We shall not annotate any prepositions unless they are caught up inside an annotation (see 7.3.3.). This parallels the annotation of locations that also excludes prepositions (e.g. demonstrations in Prague).
Here are some more examples:
It is believed that the protesters who [clashed] with police had taken part in a peaceful [demonstration] organised by the group No Borders to coincide with similar [protests] held in Paris earlier today.
Thousands march in anti-war Easter protests in Germany
As with other argument mentions, we shall annotate each time expression of a list separately, e.g.:
Today and yesterday's [demonstrations] attracted large numbers of supporters of right-wing parties.
We shall also annotate duration expressions whenever they help identify the date of an event:
Shannon Mann [...] organized a [protest] from February 16 to February 28 near one of the capture pens to observe the removal of the horses.
Observe again that we do not annotate from but we do annotate to inside of the annotation.
We shall not annotate expressions like one-hour as in one-hour demonstration.
We call the topics addressed in a protest action issues. Issues are difficult to annotate on the level of words as there are many ways to express them or they are inferred from the described situation rather than explicitly stated.
A prototypical example of an issue is the subject of a demand, claim, grievance expressed by protesters.
A concept closely related to the issue is the trigger event -- the event that triggers a protest action.
The trigger event often helps infer the issue, together with the descriptions of the protest Event and other arguments. Because of this, we shall annotate trigger events as issues.
Here we shall discuss some most general types of issue expressions. It is possible that an issue expression can be attributed to more than one type, e.g. a keyword that functions like an issue phrase.
In a newswire text, the issue is commonly expressed by the object of verbs like demand, oppose, protest (about/against/for), demonstrate against/for, campaign against/for, urge, say, symbolize, show, call on, draw attention to in the case where the subject is a protest actor.
Some 2000 protesters had [gathered] to demand "dignified living conditions" for migrants in the French port city of Calais.
Earlier this year, Jongeward [went] around and [gathered] signatures demanding that Gillingham abandon the mine.
Protesters opposing same-sex marriage have gathered in Sydney for a [protest], where they [clashed] with a small group of counter-protesters.
The protesters [expressed] their support for Palestinian prisoners and [called] for their release from Israeli jails.
[Chanting] slogans at the Skanderbeg Square and [waving] large Albanian flags, the protesters said the government is violating the constitution in reaching deals with Serbia and Montenegro.
The object can be a noun phrase like in examples 1, 3 and 4 or a clause like in examples 2 and 5.
(Recall that a noun phrase is made of a noun and the words that modify it. A clause is made of a verb and typically its subject and includes all the words that modify them.)
Similarly, the issue can be expressed by the object of nouns related to verbs above like protest, demonstration, campaign etc.
6. Conservation groups have united in [protest] against the planned new road.
7. Foreigners [attacked] in retaliation for Cologne New Year's Eve assaults
8. Police officers detain an activist who was taking part in a [demonstration] against migrants, [...]
Sometimes, the issue can be inferred from or is the event that triggers protest. In our previous annotation work, we have found that annotators tend to associate descriptions of such trigger events with issues. Here are some examples:
9. Hong Kong [protests] turn into [riots] after police evict illegal food stalls in Mong Kok district
10. Hospitals in south-west London [...] prepare for junior doctor [strike] in case government talks fail
Often, the trigger event is expressed with a clause introduced by conjuctions like after, if, because, in case, unless.
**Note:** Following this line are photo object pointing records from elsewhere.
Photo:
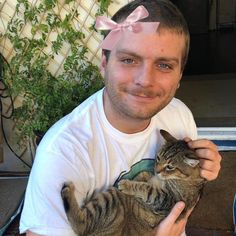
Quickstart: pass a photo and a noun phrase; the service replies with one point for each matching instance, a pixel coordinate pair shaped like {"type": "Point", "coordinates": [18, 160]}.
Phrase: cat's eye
{"type": "Point", "coordinates": [169, 167]}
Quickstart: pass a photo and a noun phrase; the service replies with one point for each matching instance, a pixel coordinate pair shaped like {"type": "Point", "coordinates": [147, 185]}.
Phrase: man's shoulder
{"type": "Point", "coordinates": [176, 106]}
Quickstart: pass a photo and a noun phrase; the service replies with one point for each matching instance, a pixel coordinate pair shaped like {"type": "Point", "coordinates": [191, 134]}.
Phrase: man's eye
{"type": "Point", "coordinates": [164, 66]}
{"type": "Point", "coordinates": [128, 61]}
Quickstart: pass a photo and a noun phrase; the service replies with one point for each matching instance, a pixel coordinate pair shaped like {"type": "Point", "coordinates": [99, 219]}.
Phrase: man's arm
{"type": "Point", "coordinates": [209, 156]}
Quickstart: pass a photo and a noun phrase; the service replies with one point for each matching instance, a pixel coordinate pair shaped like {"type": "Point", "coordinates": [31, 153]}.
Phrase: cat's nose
{"type": "Point", "coordinates": [158, 168]}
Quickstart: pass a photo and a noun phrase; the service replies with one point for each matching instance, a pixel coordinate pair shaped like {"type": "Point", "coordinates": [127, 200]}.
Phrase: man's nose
{"type": "Point", "coordinates": [145, 76]}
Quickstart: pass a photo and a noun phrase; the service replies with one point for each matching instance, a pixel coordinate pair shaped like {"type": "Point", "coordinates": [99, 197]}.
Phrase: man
{"type": "Point", "coordinates": [119, 125]}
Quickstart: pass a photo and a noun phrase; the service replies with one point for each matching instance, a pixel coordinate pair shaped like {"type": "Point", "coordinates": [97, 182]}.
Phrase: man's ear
{"type": "Point", "coordinates": [103, 64]}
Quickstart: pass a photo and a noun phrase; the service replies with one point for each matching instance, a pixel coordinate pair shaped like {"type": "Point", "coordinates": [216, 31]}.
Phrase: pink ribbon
{"type": "Point", "coordinates": [130, 24]}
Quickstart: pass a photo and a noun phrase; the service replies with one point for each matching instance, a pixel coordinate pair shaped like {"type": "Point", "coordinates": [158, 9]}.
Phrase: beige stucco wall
{"type": "Point", "coordinates": [87, 10]}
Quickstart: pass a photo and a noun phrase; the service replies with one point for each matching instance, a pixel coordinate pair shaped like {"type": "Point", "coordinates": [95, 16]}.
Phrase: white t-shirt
{"type": "Point", "coordinates": [84, 148]}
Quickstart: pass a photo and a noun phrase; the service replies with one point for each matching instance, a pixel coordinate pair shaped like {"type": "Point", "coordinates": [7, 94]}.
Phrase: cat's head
{"type": "Point", "coordinates": [175, 160]}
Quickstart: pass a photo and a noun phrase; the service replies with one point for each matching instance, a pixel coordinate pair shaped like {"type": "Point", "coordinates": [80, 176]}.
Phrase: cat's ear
{"type": "Point", "coordinates": [191, 162]}
{"type": "Point", "coordinates": [167, 136]}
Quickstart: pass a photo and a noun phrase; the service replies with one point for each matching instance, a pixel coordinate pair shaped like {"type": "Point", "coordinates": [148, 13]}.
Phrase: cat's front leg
{"type": "Point", "coordinates": [142, 190]}
{"type": "Point", "coordinates": [76, 216]}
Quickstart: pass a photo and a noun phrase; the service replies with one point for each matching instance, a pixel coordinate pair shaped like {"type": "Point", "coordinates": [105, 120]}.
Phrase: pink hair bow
{"type": "Point", "coordinates": [130, 24]}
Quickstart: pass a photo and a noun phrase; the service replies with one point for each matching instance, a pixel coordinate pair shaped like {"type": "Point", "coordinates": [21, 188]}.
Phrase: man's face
{"type": "Point", "coordinates": [142, 74]}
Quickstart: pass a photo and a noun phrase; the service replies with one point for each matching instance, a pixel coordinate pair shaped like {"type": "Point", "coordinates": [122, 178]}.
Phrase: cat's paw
{"type": "Point", "coordinates": [66, 194]}
{"type": "Point", "coordinates": [124, 186]}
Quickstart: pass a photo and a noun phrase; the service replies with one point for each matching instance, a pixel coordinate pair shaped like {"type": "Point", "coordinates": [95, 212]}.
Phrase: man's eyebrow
{"type": "Point", "coordinates": [158, 59]}
{"type": "Point", "coordinates": [168, 59]}
{"type": "Point", "coordinates": [127, 52]}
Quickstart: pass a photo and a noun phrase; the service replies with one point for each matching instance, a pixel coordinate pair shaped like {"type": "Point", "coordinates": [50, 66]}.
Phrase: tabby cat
{"type": "Point", "coordinates": [138, 205]}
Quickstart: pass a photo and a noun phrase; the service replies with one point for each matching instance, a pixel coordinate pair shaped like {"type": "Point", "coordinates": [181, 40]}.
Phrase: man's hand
{"type": "Point", "coordinates": [209, 157]}
{"type": "Point", "coordinates": [169, 226]}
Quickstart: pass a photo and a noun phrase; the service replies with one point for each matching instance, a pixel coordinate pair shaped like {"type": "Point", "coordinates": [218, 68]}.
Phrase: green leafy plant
{"type": "Point", "coordinates": [45, 98]}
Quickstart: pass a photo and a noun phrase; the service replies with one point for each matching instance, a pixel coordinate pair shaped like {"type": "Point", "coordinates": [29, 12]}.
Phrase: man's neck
{"type": "Point", "coordinates": [122, 122]}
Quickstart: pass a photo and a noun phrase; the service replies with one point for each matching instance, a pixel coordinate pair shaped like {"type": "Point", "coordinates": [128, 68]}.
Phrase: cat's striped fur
{"type": "Point", "coordinates": [139, 205]}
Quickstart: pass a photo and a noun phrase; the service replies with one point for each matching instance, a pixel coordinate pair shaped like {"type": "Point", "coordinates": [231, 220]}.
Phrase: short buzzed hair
{"type": "Point", "coordinates": [163, 11]}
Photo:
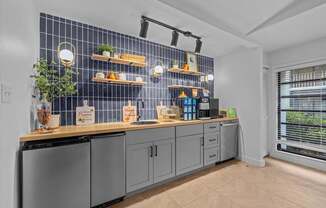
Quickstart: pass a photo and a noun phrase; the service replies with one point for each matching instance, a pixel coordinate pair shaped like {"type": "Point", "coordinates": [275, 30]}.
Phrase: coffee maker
{"type": "Point", "coordinates": [208, 108]}
{"type": "Point", "coordinates": [203, 107]}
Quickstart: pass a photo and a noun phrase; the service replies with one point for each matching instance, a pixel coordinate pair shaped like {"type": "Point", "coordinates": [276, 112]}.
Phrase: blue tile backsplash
{"type": "Point", "coordinates": [109, 99]}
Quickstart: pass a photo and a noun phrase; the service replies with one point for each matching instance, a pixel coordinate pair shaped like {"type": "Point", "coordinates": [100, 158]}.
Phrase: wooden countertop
{"type": "Point", "coordinates": [71, 131]}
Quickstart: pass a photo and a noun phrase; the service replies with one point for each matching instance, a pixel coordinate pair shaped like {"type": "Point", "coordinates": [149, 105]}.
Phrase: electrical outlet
{"type": "Point", "coordinates": [5, 93]}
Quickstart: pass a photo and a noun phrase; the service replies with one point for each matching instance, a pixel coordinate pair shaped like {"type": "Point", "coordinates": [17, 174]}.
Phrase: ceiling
{"type": "Point", "coordinates": [224, 24]}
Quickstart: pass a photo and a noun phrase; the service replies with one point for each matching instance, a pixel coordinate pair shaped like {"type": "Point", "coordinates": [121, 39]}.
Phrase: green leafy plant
{"type": "Point", "coordinates": [50, 84]}
{"type": "Point", "coordinates": [105, 47]}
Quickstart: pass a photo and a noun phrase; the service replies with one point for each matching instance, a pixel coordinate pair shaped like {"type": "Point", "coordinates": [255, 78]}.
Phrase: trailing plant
{"type": "Point", "coordinates": [50, 84]}
{"type": "Point", "coordinates": [105, 47]}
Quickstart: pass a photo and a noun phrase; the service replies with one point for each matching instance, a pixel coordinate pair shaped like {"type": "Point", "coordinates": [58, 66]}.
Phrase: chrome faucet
{"type": "Point", "coordinates": [138, 106]}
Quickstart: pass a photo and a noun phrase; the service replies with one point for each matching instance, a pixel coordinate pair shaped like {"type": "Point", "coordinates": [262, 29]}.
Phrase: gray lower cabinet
{"type": "Point", "coordinates": [149, 159]}
{"type": "Point", "coordinates": [107, 168]}
{"type": "Point", "coordinates": [189, 153]}
{"type": "Point", "coordinates": [211, 143]}
{"type": "Point", "coordinates": [164, 160]}
{"type": "Point", "coordinates": [139, 166]}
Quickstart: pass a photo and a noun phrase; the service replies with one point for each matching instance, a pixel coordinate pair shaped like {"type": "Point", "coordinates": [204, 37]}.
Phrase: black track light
{"type": "Point", "coordinates": [175, 36]}
{"type": "Point", "coordinates": [198, 46]}
{"type": "Point", "coordinates": [143, 28]}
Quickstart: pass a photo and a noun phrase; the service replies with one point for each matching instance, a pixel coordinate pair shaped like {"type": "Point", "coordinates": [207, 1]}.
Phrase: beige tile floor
{"type": "Point", "coordinates": [236, 185]}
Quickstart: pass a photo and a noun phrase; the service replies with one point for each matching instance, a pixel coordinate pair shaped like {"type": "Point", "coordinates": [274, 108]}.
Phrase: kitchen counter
{"type": "Point", "coordinates": [72, 131]}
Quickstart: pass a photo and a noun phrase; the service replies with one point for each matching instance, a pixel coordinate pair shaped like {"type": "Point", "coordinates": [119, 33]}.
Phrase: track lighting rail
{"type": "Point", "coordinates": [185, 33]}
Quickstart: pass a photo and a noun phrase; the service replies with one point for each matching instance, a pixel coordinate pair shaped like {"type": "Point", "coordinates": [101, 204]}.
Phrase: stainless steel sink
{"type": "Point", "coordinates": [144, 122]}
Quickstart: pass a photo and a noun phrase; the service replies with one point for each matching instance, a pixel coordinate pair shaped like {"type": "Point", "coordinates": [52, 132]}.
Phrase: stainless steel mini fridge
{"type": "Point", "coordinates": [56, 174]}
{"type": "Point", "coordinates": [229, 140]}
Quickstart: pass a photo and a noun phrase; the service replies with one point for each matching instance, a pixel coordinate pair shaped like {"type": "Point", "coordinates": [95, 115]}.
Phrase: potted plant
{"type": "Point", "coordinates": [175, 64]}
{"type": "Point", "coordinates": [51, 86]}
{"type": "Point", "coordinates": [106, 50]}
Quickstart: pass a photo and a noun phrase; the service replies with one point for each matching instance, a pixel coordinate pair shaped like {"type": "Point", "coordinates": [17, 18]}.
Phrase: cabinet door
{"type": "Point", "coordinates": [139, 166]}
{"type": "Point", "coordinates": [164, 160]}
{"type": "Point", "coordinates": [107, 168]}
{"type": "Point", "coordinates": [189, 153]}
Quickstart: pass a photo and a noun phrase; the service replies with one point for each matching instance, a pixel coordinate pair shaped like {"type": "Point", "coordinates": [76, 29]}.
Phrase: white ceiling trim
{"type": "Point", "coordinates": [295, 8]}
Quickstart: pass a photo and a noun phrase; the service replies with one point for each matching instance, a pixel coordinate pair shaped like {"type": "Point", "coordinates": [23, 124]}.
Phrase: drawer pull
{"type": "Point", "coordinates": [151, 151]}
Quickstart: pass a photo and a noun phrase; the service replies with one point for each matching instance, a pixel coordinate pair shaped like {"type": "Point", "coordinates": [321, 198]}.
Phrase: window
{"type": "Point", "coordinates": [302, 111]}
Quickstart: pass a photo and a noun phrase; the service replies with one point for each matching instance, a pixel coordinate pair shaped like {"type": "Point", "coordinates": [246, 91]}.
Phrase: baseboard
{"type": "Point", "coordinates": [253, 161]}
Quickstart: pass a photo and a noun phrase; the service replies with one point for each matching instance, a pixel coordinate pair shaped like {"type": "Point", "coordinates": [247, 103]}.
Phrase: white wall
{"type": "Point", "coordinates": [238, 83]}
{"type": "Point", "coordinates": [313, 51]}
{"type": "Point", "coordinates": [303, 55]}
{"type": "Point", "coordinates": [18, 46]}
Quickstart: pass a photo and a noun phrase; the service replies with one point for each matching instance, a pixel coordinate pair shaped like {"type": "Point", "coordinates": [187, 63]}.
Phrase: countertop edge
{"type": "Point", "coordinates": [103, 128]}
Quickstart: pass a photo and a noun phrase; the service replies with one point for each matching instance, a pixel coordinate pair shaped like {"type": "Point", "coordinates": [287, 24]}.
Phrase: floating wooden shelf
{"type": "Point", "coordinates": [184, 87]}
{"type": "Point", "coordinates": [181, 71]}
{"type": "Point", "coordinates": [121, 82]}
{"type": "Point", "coordinates": [117, 60]}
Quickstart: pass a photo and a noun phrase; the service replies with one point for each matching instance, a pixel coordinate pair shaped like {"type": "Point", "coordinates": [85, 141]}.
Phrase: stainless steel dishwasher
{"type": "Point", "coordinates": [229, 140]}
{"type": "Point", "coordinates": [56, 173]}
{"type": "Point", "coordinates": [107, 168]}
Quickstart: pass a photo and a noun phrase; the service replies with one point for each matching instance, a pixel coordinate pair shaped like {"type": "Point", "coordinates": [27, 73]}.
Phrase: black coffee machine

In such cases, the whole clause that starts after the conjunction shall be annotated as in the examples above.
In the case of event phrases, temporal conjunctions / prepositions like after additionally carry a strong causal meaning.
Sometimes, issues are expressed in direct quotes attributed to protesters like in example 11 or the second annotation of example 12.
11. On the village side of the gate, a mob was [picketing] and [chanting], Ireland for the Irish and Brits go Home.
12. Pro-Putin demonstrators in Moscow [hold] posters reading "Crimea is Russian land!"
Quotation marks signal the quote and should also be annotated.
The keyword or key phrase most directly and concisely describes the issue and is often attached to the Event anchor or protest Actor, e.g. mass immigration, gay marriage, Pro-Russian, anti-gay:
13. Anti-NATO protesters [rallied] in the Serbian city of Nis on Friday.
14. 10,000 expected at anti-immigration [rally] in Dresden.
Occasionally, a keyword occurs on the target of a protest action, e.g.:
15. Protesters [attacked] Russian embassy
To enforce consistency of annotations, we shall annotate issue expressions in this priority if multiple construction types apply:
issue phrase > event phrase > quote > key phrase
Whenever the issue is expressed by a higher priority construction type, the annotation rules for this type should be applied even if one can identify a construction of a lower priority type.
In practice, this would mean that e.g. if the annotation rule for the issue phrase tells you to annotate a full phrase, you cannot just annotate one keyword:
16. Protestors said they are [demanding] changes in U.S. immigration policy for Haitians.
Yet, we would annotate immigration when it occurs as a construction of the keyword / key phrase type, e.g.:
17. Arizona Immigration [Protests] Draw Hundreds
Issue phrases, event phrases, and quotes are expressed by noun phrases or clauses.
Keywords / key phrases are noun phrases or adjectives.
To re-iterate: A noun phrase is made of a noun and the words that modify it. A clause is made of a verb and typically its subject and includes all the words that modify them.
We shall annotate noun phrases just like we annotate protest size and time. Concretely, we shall annotate all the modifiers, and we shall not annotate:
1. articles, e.g.
Thousands [protested] the election fraud
2. prepositions against, for, about, etc. that link the noun to the verb or another noun, e.g.
Doctors and patients [protested] against plans to cut services at the hospital
Rights was formed by women trade unionists, who organised a [demonstration] for equal pay in 1969.
Staff at Bus Éireann are to ballot on industrial [action] due to concerns over the future of the Expressway service.
[Violence] flares after controversial Belfast vote over Union flag.
Note that the latter example is an event phrase (section 8.2.2.).
When we annotate clauses, we shall take all the words in the clause that follow the conjuction, and we shall not annotate the conjunction itself:
The protesters [demanded] that the two officers involved in the shooting be criminally charged.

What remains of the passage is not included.